Darwin’s bright lights are concentrated along a strip a few hundred metres long on the aforementioned Mitchell Street in the city’s central business district. A smattering of Asian restaurants, Aboriginal art retailers, and travel agencies flogging "cut-price Kakadu" punctuate a precinct that is otherwise given over to partying. The pubs are big and bawdy. Large groups of people sit at long tables, where the tropical heat and holiday atmosphere is conducive to consumption.

On Mitchell Street every night is party night, but the end of the week sees the serious action. Cab drivers are increasingly reluctant to cruise the strip for fares after midnight on Fridays and Saturdays. They say it gets ugly. The punters in Mitchell Street are a combination of tourists from the southern cities and backpackers doing the circuit. And the locals.

Darwin is a city of young people, with more than its share of singles. There are large numbers of men and women who have been posted to the sizable military bases in the region. And the city is also home for many people who do "fly-in fly-out" gigs across the Top End. For much of this crew, a night in the big smoke will be a night on the tiles.

 

The mantra of "big alcohol", repeated in cities across Australia, is that "it’s just a few idiots who ruin things for everybody". But anybody who has witnessed the regular live performances of mayhem on Mitchell will struggle to swallow the "few idiots" rationale.

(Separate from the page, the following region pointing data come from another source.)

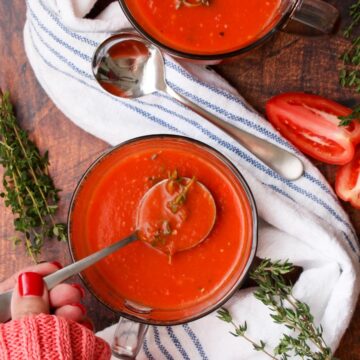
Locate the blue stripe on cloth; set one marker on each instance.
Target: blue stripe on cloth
(177, 343)
(123, 103)
(56, 19)
(147, 351)
(306, 175)
(257, 127)
(227, 145)
(196, 341)
(58, 40)
(278, 190)
(161, 347)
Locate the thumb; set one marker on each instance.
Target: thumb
(30, 296)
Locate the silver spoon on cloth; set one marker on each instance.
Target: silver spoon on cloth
(128, 66)
(179, 242)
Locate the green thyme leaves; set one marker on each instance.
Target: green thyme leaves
(27, 186)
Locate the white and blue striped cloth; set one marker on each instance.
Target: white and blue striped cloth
(302, 220)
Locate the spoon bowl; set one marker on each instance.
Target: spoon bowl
(166, 215)
(128, 66)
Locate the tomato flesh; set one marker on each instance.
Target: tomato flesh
(311, 122)
(347, 184)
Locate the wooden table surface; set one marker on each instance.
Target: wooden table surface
(286, 63)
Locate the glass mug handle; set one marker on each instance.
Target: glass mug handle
(128, 339)
(317, 14)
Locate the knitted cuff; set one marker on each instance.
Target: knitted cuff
(50, 337)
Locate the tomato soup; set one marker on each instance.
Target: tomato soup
(139, 279)
(221, 27)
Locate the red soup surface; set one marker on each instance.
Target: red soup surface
(140, 276)
(221, 27)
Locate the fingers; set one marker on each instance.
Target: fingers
(42, 269)
(30, 296)
(75, 312)
(65, 294)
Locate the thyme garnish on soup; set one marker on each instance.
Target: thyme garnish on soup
(191, 3)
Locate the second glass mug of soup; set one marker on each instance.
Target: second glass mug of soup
(214, 30)
(139, 282)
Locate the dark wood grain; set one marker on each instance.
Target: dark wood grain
(286, 63)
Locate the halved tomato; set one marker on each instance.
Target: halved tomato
(311, 122)
(347, 183)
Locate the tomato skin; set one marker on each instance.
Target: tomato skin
(347, 183)
(310, 122)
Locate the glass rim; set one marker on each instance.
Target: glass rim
(254, 236)
(293, 4)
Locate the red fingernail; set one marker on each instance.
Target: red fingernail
(57, 264)
(30, 283)
(81, 307)
(87, 324)
(80, 288)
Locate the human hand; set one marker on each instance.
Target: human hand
(30, 296)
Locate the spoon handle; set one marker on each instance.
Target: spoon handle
(59, 276)
(283, 162)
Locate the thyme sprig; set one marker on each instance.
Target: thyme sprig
(28, 188)
(191, 3)
(355, 115)
(350, 73)
(276, 294)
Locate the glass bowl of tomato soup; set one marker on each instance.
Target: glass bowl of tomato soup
(219, 29)
(139, 281)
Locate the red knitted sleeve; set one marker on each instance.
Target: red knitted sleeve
(50, 337)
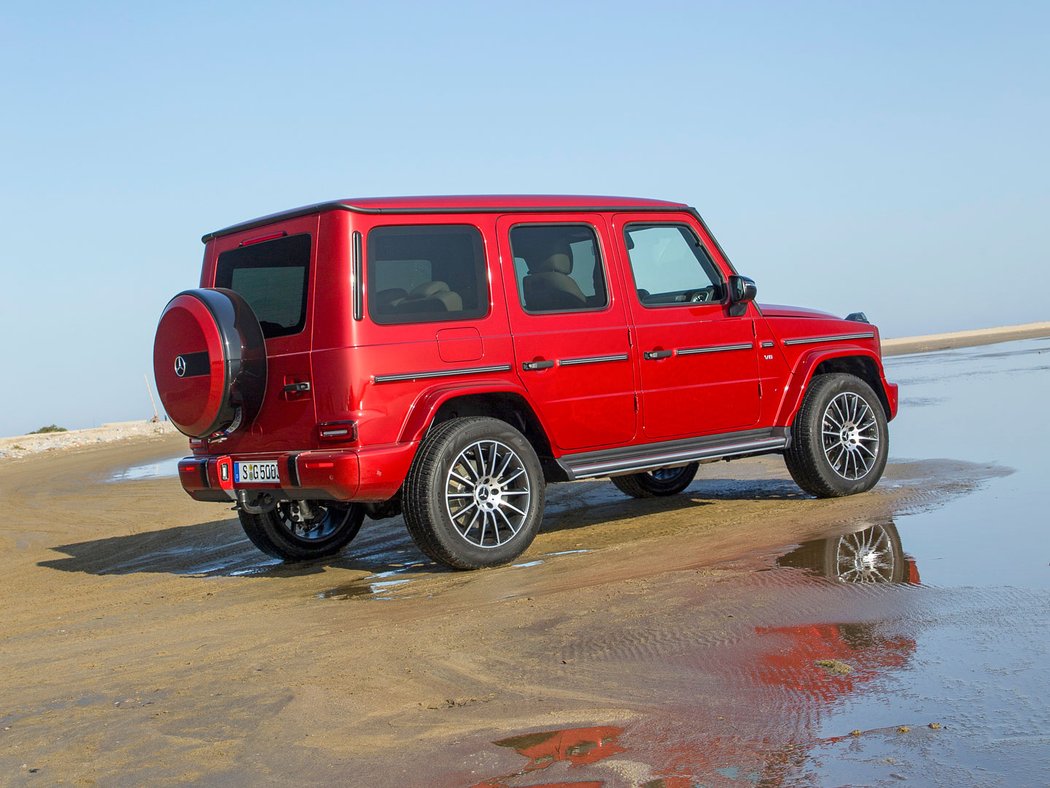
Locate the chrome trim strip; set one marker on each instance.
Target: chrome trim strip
(713, 349)
(644, 461)
(592, 359)
(831, 338)
(440, 373)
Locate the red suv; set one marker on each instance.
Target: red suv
(447, 357)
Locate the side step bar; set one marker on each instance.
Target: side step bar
(635, 458)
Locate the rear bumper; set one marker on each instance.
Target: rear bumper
(342, 475)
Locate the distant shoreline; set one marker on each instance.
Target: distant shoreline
(964, 338)
(21, 446)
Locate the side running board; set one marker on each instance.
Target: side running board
(650, 456)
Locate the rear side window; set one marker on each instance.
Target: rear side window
(426, 273)
(272, 277)
(558, 268)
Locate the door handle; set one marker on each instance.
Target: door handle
(532, 366)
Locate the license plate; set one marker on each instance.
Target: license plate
(255, 473)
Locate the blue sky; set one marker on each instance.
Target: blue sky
(885, 157)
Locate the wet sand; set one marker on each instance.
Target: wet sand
(146, 641)
(702, 638)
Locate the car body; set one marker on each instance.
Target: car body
(612, 334)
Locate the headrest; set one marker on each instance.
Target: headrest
(560, 262)
(427, 289)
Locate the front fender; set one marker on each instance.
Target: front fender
(807, 364)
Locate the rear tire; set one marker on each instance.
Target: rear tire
(839, 440)
(659, 482)
(475, 494)
(303, 531)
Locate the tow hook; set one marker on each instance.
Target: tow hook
(255, 502)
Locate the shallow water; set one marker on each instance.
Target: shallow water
(161, 470)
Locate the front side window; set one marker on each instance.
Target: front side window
(558, 268)
(272, 277)
(671, 266)
(426, 273)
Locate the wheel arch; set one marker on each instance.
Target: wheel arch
(857, 361)
(497, 400)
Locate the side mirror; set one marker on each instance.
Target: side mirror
(741, 290)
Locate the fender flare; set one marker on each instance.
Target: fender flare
(799, 379)
(429, 401)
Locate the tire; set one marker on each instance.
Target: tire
(303, 531)
(659, 482)
(839, 439)
(209, 361)
(475, 494)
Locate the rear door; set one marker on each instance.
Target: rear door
(698, 365)
(273, 269)
(569, 328)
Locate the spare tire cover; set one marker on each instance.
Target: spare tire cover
(209, 360)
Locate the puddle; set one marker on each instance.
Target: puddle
(160, 470)
(571, 747)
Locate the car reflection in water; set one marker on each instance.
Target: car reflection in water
(817, 665)
(869, 556)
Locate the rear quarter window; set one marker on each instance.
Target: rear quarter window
(272, 276)
(426, 273)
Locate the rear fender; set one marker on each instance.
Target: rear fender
(429, 402)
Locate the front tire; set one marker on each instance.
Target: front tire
(303, 531)
(659, 482)
(475, 494)
(839, 440)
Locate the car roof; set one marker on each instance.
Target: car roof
(463, 204)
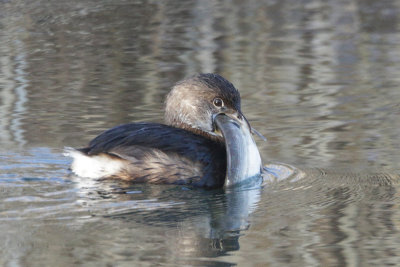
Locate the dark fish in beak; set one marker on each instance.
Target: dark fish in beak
(243, 158)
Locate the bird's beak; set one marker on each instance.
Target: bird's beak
(243, 158)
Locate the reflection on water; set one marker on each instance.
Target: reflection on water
(318, 79)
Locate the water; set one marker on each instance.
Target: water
(318, 78)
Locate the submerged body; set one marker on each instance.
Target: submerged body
(207, 142)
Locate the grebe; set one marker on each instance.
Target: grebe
(206, 141)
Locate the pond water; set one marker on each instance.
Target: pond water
(318, 78)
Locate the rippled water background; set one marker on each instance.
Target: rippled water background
(318, 78)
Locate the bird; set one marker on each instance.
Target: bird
(206, 141)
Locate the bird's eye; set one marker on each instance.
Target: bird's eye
(218, 102)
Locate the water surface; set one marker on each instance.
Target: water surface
(318, 78)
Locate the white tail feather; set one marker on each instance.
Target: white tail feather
(97, 166)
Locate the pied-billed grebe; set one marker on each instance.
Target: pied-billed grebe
(206, 141)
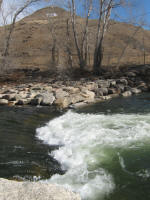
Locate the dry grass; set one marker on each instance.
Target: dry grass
(32, 42)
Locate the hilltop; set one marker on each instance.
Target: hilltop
(36, 35)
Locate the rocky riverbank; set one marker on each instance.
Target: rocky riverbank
(71, 93)
(12, 190)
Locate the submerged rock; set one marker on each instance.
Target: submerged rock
(12, 190)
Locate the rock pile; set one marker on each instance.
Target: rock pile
(12, 190)
(64, 94)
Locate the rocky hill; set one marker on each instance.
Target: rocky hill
(40, 40)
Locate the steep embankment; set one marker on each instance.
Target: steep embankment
(40, 40)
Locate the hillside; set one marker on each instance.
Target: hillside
(40, 40)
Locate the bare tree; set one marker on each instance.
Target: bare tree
(81, 44)
(105, 9)
(12, 25)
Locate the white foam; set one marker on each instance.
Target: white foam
(84, 138)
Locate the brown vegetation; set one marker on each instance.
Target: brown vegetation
(32, 44)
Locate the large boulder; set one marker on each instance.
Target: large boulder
(3, 101)
(12, 190)
(44, 99)
(88, 95)
(60, 93)
(63, 102)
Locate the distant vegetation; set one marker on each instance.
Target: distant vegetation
(57, 39)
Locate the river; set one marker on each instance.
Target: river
(100, 151)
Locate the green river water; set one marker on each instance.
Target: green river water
(100, 151)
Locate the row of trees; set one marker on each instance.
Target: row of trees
(101, 9)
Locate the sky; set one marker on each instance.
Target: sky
(138, 12)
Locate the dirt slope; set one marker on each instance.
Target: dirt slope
(40, 40)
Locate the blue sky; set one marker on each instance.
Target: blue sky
(140, 11)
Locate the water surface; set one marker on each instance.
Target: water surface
(101, 151)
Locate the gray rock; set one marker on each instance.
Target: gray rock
(47, 99)
(121, 87)
(131, 74)
(135, 90)
(103, 84)
(122, 81)
(9, 97)
(12, 190)
(71, 90)
(126, 94)
(3, 101)
(143, 88)
(60, 93)
(63, 102)
(88, 95)
(102, 92)
(75, 98)
(37, 100)
(111, 91)
(112, 83)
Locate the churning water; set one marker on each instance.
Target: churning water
(88, 142)
(101, 151)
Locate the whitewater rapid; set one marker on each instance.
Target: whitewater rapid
(86, 142)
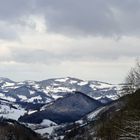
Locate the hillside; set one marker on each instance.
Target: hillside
(67, 109)
(12, 130)
(120, 123)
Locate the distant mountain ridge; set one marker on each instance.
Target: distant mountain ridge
(49, 90)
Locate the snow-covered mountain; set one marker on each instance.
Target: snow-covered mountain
(49, 90)
(42, 105)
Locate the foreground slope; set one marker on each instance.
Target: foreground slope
(12, 130)
(67, 109)
(119, 121)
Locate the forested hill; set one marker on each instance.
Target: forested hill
(118, 124)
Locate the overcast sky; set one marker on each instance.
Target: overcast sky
(86, 39)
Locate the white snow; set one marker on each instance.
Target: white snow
(33, 98)
(46, 122)
(11, 113)
(61, 79)
(82, 83)
(22, 97)
(31, 92)
(48, 130)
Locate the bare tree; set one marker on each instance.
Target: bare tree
(133, 78)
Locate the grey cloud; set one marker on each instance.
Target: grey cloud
(92, 17)
(80, 17)
(85, 54)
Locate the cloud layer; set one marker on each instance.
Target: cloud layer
(91, 34)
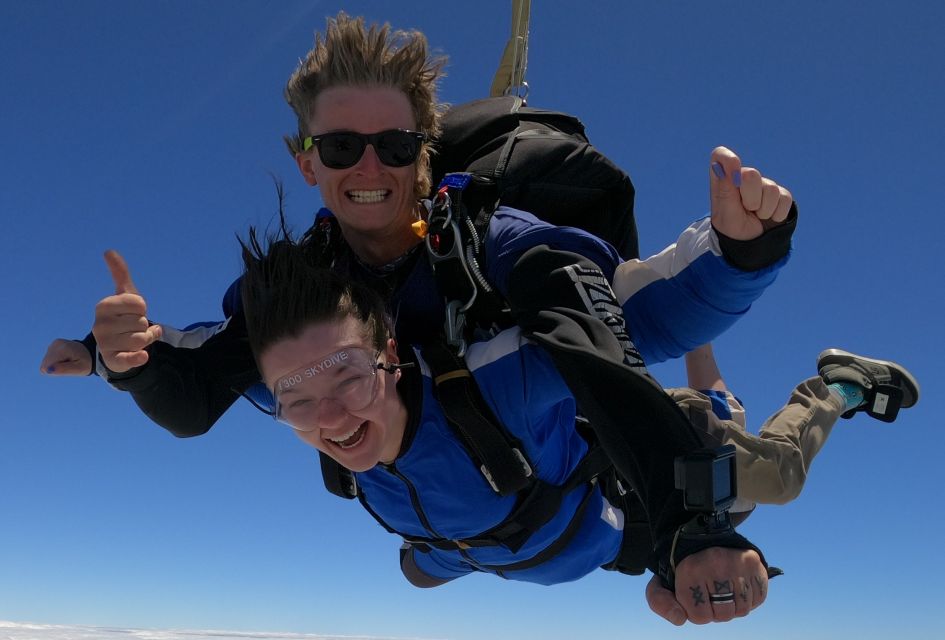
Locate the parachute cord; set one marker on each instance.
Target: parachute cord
(471, 252)
(510, 77)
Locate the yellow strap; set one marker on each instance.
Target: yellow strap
(510, 77)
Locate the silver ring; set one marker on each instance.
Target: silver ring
(722, 598)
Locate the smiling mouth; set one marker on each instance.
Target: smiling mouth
(368, 196)
(350, 439)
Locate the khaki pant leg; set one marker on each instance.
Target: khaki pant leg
(772, 466)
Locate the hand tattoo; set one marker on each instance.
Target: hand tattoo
(697, 596)
(723, 587)
(761, 585)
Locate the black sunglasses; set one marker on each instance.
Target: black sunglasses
(343, 149)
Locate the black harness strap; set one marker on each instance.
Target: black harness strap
(498, 455)
(533, 512)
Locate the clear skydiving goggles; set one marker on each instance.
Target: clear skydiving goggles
(346, 379)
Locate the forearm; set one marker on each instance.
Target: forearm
(186, 390)
(694, 290)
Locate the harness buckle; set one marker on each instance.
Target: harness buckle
(527, 468)
(445, 250)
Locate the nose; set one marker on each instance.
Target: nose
(369, 162)
(330, 413)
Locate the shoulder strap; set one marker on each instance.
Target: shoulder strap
(338, 480)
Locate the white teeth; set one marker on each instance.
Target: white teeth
(368, 197)
(345, 436)
(342, 440)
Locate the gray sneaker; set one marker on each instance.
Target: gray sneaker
(887, 386)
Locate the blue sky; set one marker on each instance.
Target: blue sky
(153, 128)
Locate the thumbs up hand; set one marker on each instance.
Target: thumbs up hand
(121, 327)
(744, 203)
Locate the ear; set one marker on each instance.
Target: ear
(306, 161)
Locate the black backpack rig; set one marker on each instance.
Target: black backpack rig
(491, 152)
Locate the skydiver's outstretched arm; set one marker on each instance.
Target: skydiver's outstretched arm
(702, 371)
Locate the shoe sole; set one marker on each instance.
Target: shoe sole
(908, 383)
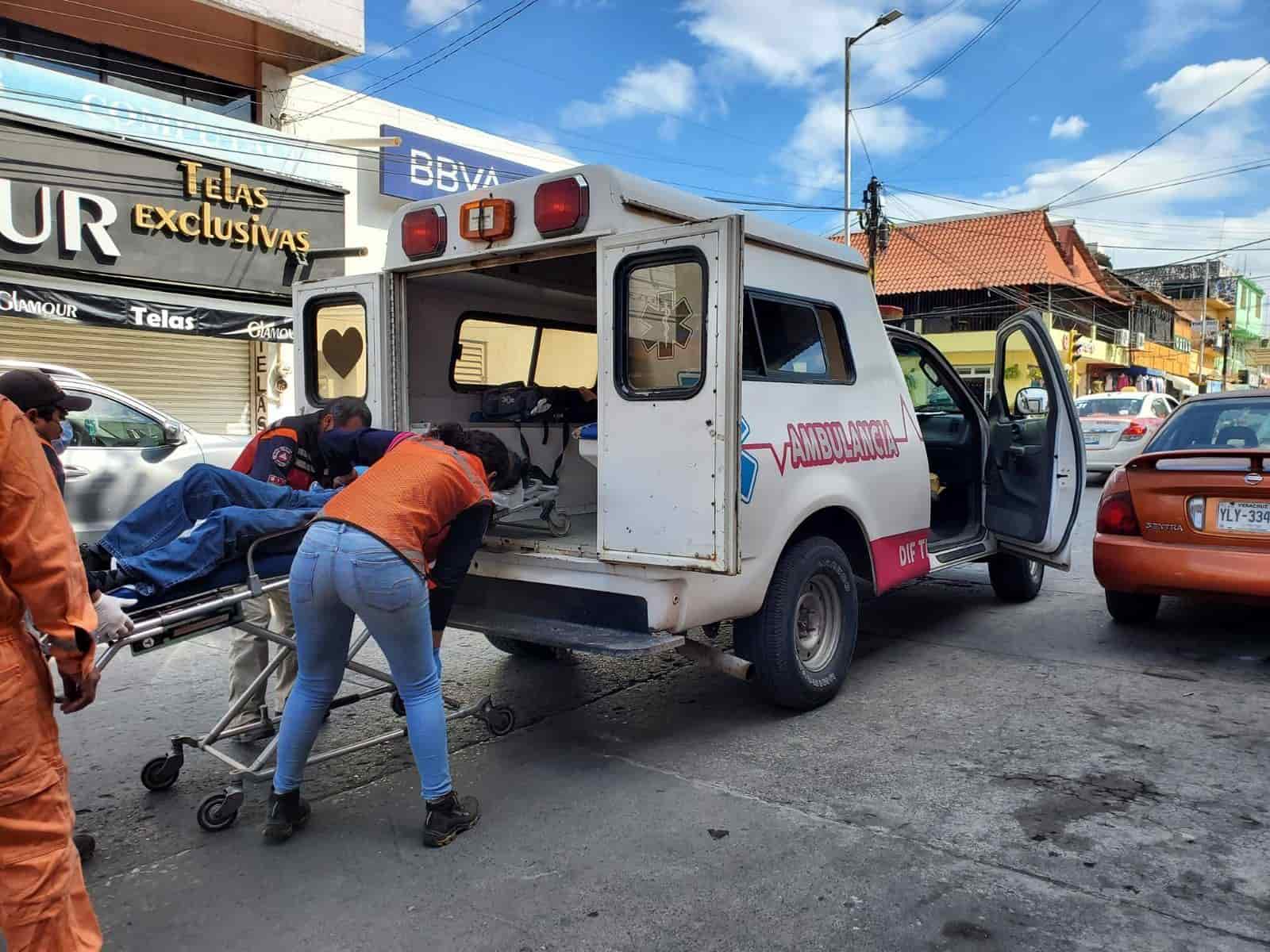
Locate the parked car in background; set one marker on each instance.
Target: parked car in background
(1117, 427)
(1191, 516)
(124, 451)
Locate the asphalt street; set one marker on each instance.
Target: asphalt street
(992, 777)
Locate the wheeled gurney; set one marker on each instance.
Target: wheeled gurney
(216, 602)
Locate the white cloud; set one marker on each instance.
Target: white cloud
(668, 88)
(1071, 127)
(427, 12)
(387, 52)
(1168, 25)
(1194, 86)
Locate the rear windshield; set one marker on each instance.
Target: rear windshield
(1217, 424)
(1109, 406)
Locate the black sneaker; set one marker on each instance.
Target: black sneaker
(287, 814)
(95, 559)
(86, 844)
(448, 818)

Darwin’s journal of record, the NT News, specialises in lurid accounts of assaults and other outrages committed by those under the influence of alcohol. The paper is running a public awareness campaign under the slogan "Just Think — let’s stop alcohol fuelled violence". The NT Government has its own slogan — "Enough is Enough" — and its own campaign to create a public perception that they are really doing something about the problem.

The new suite of limitations under consideration include a "banned drinkers register" which may see individuals who are charged with an alcohol-related offence, or repeatedly taken into protective custody by police, banned for up to 12 months. In true NT Government style, glossy brochures about the proposed measures are readily available, but the detail about how the new arrangements will actually operate is in short supply.

The new measures are predicated on the "few idiots" rational, and — as the government is quick to assert in its publicity material — "If you are not banned nothing changes." The supply side of the alcohol equation remains sacrosanct, so pubs and clubs in Darwin will continue to trade late into the night seven days a week.

The evidence from the academic literature on alcohol misuse is as clear as it is unpopular. The most effective way to reduce alcohol consumption is to introduce a "floor price" on the cheapest drinks, and to reduce the number of outlets and the hours during which they are permitted to trade. But in Darwin such action would be tantamount to political suicide.

Violence is the tabloid face of alcohol misuse. But the long-term costs of this epidemic are to be found also in the less salacious stories of absenteeism, and the enormous cost to the health system of alcohol-related chronic disease. And of babies born with foetal alcohol syndrome, and families torn asunder by alcohol-related dysfunction.

The South Australian Centre for Economic Studies estimated that the social cost of alcohol in the NT during 2004/05 was $642 million, which is more than 10 per cent of the NT’s annual $5 billion budget outlay. Even if politicians are not moved by the bleeding heart rhetoric around alcohol misuse, surely action is warranted around an economic problem of this magnitude?